Video chapters with Llama and Ittybit
Timestamped chapters make long videos navigable. Ittybit extracts the audio track, you transcribe it locally with whisper.cpp, then Llama 3.3 running on Ollama turns the transcript into structured chapter data. No audio or text leaves your infrastructure.
Extract audio with Ittybit
Create an audio task to pull the audio track as MP3. This gives whisper.cpp a clean input without downloading the full video file.
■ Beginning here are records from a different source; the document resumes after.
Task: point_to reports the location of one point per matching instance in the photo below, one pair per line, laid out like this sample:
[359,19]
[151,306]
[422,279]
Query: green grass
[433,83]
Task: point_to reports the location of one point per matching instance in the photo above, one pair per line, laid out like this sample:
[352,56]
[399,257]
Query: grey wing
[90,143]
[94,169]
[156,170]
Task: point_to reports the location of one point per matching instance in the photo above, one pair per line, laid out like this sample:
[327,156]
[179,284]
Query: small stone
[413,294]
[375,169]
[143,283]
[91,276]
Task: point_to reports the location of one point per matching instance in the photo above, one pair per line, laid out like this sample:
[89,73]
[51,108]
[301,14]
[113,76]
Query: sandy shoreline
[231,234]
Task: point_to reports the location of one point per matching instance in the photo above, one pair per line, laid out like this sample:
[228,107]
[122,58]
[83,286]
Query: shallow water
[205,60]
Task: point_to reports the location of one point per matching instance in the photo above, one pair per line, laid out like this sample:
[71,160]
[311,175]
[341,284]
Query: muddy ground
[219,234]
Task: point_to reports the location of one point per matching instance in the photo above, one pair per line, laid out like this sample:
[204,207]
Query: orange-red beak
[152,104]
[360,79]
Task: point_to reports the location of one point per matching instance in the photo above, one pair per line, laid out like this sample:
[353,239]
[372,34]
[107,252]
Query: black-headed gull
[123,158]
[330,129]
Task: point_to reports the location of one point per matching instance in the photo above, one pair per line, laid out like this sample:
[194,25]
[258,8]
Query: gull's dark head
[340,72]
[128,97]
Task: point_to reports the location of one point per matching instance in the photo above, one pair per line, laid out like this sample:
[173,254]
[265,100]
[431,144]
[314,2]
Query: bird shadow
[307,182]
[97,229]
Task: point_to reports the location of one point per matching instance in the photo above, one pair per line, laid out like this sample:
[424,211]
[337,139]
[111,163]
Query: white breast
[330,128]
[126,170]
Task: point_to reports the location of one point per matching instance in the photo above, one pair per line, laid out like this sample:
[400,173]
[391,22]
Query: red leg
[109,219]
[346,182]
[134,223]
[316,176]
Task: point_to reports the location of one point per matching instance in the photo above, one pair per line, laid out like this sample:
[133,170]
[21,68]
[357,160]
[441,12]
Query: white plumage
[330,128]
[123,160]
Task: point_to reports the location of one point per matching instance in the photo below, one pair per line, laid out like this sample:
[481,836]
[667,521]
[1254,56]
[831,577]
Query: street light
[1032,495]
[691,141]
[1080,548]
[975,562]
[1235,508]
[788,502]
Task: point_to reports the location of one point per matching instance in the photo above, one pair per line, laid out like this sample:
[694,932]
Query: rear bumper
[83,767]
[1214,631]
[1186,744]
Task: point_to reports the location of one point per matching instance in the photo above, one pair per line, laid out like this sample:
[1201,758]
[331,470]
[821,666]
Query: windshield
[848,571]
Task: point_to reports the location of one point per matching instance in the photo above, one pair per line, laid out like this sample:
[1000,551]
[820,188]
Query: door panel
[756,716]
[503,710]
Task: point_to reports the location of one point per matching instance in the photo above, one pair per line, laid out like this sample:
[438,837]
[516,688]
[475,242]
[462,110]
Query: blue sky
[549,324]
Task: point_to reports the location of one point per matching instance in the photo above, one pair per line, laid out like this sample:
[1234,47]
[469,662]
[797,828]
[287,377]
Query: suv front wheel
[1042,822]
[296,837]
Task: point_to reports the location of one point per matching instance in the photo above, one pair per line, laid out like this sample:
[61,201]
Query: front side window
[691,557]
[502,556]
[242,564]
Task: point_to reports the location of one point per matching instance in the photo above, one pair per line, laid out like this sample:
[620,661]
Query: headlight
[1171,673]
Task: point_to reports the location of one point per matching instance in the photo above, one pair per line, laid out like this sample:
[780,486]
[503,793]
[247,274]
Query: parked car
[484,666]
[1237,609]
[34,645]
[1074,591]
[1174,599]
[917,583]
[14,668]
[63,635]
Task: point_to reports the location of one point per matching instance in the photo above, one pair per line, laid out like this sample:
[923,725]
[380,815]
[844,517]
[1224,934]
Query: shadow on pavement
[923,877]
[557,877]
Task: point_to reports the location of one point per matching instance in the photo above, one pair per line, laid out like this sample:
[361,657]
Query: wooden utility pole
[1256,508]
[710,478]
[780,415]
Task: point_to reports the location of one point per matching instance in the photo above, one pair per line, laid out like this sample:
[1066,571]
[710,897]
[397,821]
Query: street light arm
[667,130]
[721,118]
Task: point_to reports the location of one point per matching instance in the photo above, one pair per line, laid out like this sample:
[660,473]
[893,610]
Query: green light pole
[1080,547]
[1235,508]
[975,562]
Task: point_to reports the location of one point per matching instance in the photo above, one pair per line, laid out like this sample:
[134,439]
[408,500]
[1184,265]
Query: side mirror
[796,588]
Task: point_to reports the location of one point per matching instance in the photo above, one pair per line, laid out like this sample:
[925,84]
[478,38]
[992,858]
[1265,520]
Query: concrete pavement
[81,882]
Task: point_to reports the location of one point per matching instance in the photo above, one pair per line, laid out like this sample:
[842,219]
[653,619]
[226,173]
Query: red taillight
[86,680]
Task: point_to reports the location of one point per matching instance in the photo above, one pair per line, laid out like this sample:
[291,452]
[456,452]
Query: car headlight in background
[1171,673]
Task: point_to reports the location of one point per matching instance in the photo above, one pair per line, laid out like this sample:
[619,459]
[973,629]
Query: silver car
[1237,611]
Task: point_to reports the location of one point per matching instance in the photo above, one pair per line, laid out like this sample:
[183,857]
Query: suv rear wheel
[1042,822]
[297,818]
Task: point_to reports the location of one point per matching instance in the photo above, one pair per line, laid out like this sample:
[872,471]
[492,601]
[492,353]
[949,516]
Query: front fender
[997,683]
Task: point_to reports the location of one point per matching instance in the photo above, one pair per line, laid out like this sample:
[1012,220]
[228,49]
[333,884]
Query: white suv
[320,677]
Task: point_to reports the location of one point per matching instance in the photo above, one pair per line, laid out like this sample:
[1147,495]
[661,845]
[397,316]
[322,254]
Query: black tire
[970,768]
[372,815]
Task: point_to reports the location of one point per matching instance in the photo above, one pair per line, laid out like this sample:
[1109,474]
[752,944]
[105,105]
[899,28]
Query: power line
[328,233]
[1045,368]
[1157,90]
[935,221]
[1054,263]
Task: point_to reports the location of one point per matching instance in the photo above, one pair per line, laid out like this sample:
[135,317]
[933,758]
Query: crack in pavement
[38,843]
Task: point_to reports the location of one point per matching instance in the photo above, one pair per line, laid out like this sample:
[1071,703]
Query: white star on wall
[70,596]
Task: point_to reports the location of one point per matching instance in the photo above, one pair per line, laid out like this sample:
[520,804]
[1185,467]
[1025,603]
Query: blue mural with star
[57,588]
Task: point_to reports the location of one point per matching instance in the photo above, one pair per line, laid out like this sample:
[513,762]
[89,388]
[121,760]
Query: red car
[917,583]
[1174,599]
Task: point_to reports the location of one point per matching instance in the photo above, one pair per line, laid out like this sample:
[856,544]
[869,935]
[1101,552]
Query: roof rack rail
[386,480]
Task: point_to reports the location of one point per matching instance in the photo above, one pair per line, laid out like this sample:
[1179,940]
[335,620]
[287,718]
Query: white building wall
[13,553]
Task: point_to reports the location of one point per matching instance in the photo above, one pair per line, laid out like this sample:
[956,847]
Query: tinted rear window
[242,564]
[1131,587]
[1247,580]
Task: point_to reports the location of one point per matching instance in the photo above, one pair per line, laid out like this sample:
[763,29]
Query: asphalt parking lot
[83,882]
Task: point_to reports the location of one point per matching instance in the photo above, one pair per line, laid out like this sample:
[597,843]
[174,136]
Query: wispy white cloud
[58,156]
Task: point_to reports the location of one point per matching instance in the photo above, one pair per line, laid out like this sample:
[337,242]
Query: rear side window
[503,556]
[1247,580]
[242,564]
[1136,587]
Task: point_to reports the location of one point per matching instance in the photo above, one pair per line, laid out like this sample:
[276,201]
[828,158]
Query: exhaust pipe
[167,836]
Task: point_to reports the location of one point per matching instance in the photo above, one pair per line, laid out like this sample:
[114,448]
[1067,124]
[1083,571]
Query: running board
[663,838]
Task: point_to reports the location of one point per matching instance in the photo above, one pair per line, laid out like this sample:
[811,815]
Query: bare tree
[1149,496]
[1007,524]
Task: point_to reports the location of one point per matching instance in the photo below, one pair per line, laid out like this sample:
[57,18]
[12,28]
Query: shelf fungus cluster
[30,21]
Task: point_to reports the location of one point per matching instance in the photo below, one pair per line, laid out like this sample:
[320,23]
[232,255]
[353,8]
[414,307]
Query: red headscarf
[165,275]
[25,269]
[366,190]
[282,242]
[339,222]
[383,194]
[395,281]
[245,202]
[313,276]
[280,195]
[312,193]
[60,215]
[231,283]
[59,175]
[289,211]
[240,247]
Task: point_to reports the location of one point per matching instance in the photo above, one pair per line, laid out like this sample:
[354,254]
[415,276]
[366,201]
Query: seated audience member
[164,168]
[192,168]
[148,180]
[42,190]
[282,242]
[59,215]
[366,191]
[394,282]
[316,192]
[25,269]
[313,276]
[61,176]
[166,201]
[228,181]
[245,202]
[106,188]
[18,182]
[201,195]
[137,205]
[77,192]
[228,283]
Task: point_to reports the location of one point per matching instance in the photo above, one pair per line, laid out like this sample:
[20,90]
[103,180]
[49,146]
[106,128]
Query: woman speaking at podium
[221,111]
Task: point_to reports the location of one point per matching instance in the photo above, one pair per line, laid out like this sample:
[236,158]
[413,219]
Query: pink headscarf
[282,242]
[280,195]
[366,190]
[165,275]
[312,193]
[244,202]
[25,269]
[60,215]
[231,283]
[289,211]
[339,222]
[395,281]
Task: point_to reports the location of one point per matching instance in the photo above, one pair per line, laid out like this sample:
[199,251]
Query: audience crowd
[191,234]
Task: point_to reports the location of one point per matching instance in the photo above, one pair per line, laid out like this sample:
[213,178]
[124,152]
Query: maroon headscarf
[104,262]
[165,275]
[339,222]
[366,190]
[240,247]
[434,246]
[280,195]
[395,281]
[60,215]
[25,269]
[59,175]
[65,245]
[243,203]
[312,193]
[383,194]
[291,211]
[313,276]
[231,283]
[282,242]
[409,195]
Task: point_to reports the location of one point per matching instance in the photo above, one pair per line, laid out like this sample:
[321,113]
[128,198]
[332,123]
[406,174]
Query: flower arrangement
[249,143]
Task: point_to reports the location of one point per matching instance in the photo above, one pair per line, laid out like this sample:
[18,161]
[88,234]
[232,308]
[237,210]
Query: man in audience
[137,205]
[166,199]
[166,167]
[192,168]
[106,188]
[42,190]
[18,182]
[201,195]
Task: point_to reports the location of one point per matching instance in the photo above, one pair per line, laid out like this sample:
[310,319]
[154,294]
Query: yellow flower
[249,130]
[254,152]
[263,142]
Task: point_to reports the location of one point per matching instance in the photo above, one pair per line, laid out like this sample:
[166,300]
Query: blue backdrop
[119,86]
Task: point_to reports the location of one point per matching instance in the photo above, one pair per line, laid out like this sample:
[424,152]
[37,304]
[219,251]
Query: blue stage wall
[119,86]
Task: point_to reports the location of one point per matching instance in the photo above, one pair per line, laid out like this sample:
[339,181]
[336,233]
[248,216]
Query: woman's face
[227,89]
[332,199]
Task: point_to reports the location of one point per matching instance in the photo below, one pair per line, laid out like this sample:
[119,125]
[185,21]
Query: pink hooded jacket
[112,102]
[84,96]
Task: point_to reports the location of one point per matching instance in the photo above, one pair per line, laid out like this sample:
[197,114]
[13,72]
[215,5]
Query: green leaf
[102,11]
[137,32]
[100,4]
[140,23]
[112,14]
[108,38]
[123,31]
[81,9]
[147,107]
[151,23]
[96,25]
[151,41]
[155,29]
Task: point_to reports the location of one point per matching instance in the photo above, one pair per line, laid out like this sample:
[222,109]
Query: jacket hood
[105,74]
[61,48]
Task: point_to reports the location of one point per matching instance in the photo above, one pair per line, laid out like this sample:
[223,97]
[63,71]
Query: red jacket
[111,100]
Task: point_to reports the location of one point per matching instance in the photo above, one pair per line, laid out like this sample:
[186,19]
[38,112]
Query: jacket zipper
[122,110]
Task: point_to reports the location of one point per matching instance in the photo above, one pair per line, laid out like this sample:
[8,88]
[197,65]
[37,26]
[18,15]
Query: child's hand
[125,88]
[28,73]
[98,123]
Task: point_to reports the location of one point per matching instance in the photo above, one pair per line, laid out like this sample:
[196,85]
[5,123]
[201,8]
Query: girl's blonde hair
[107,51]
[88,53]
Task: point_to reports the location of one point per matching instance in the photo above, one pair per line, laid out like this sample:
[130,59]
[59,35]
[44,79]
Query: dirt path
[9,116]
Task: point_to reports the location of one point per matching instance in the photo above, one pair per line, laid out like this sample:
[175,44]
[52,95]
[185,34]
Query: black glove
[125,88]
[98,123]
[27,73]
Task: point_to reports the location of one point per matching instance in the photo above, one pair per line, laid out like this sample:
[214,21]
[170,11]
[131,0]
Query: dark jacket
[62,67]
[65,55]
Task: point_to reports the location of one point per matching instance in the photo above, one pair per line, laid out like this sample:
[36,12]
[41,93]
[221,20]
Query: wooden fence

const res = await fetch("https://api.ittybit.com/jobs", {
method: "POST",
headers: {
Authorization: `Bearer ${process.env.ITTYBIT_API_KEY}`,
"Content-Type": "application/json",
},
body: JSON.stringify({
input: "https://example.com/uploads/talk.mp4",
kind: "audio",
options: { format: "mp3" },
}),
});
const task = await res.json();import requests
import os
res = requests.post(
"https://api.ittybit.com/jobs",
headers={"Authorization": f"Bearer {os.environ['ITTYBIT_API_KEY']}"},
json={
"input": "https://example.com/uploads/talk.mp4",
"kind": "audio",
"options": {"format": "mp3"},
},
)
task = res.json() Poll the task or use a webhook to know when the audio file is ready. The completed job includes a URL to the extracted MP3.
Transcribe locally with whisper.cpp
Download the extracted audio and run it through whisper.cpp. The --output-json flag gives you word-level timestamps, which Llama needs to place chapter boundaries accurately.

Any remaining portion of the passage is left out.